Kahina (encore)
Khoukha Rhioua Aït-Boudjenit (L’Aurassienne du verbe)
Dans l’histoire des Aurès se découpent des destins, parfois liés entre eux spirituellement. Ainsi la poétesse Rhioua, chanta une autre femme, une reine, pas La Kahina, mais Fatma Tazoughert, qui a régné à son tour sur ces monts ancestraux des Aurès.
Unique femme dit-on qui a su régner justement, après La Kahina, avec majesté sur les Aurès et perpétuer le matriarcat, rendant grâce à la femme et la hissant au rang de guerrière intrépide. Qui était donc cette femme qu’honorent les “Rahabas”, chanteurs chaouis exclusivement virils ? Les contes aussi la disent cette femme à la chevelure flamboyante ayant vécu plus de cent ans, rejoignant ainsi dans la légende Dihya, disait-on, morte aussi à plus de cent ans.
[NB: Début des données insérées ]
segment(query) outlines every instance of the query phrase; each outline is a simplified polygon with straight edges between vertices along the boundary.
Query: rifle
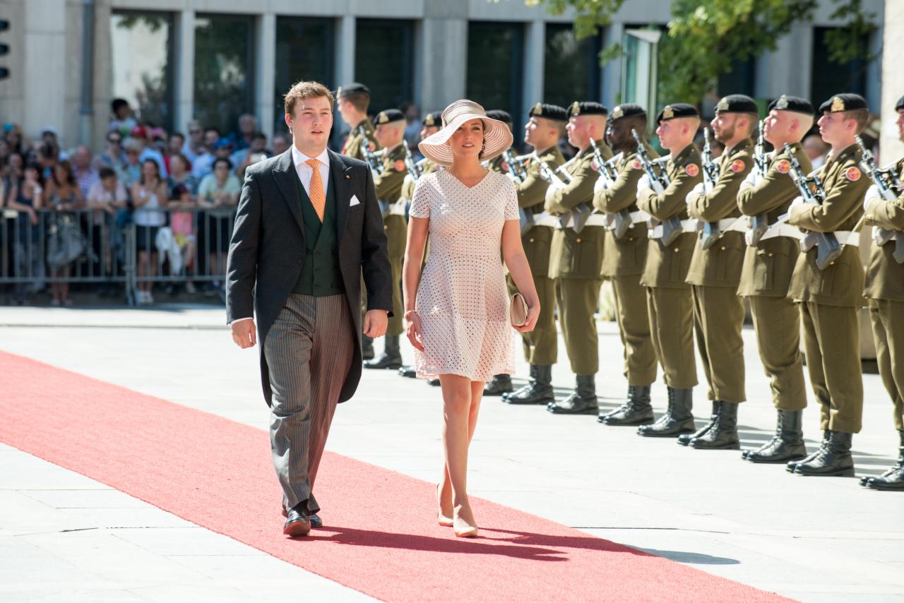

Fatma Tazoughert était née en 1544 dans la montagne de Hitaouine à Merouana, dans les Aurès inférieures. Les chants chaouis préservés oralement, glorifient aujourd’hui encore cette femme qui est passée d’un siècle à un autre grâce à eux :
“Tazoughert reine des Aurès
L’aphrodite, l’autre déesse
Se baigne dans le lit envoûté de Tifouress
Dans un insolite corsage liquide faiseur
De l’historique copulation”
L’histoire ne dit pas d’où lui vient le royaume à la belle rousse. Était-elle la femme d’un roi devenue reine après son veuvage ? Avait-elle hérité du royaume de son père ? Dans les vallées et les plaines qu’elle avait parcourues, guerrière farouche sur son cheval intrépide, la reine Fatma unifia sur son passage tribus arabes et berbères, amies et ennemies… Sa confiance alla plus aux femmes avec lesquelles elle constitua, et exclusivement, le conseil des sages. Pourtant, la trahison allait couper sa route… La mort allait guider sa main même si celui qui périra par son épée n’est autre que son frère Zoltan, celui qui a osé contester en public ses décisions. Plus tendre à l’égard du frère cadet, elle le poussa à l’exil… Sellam, peut-être l’image du père… fort qui l’éleva au rang de reine.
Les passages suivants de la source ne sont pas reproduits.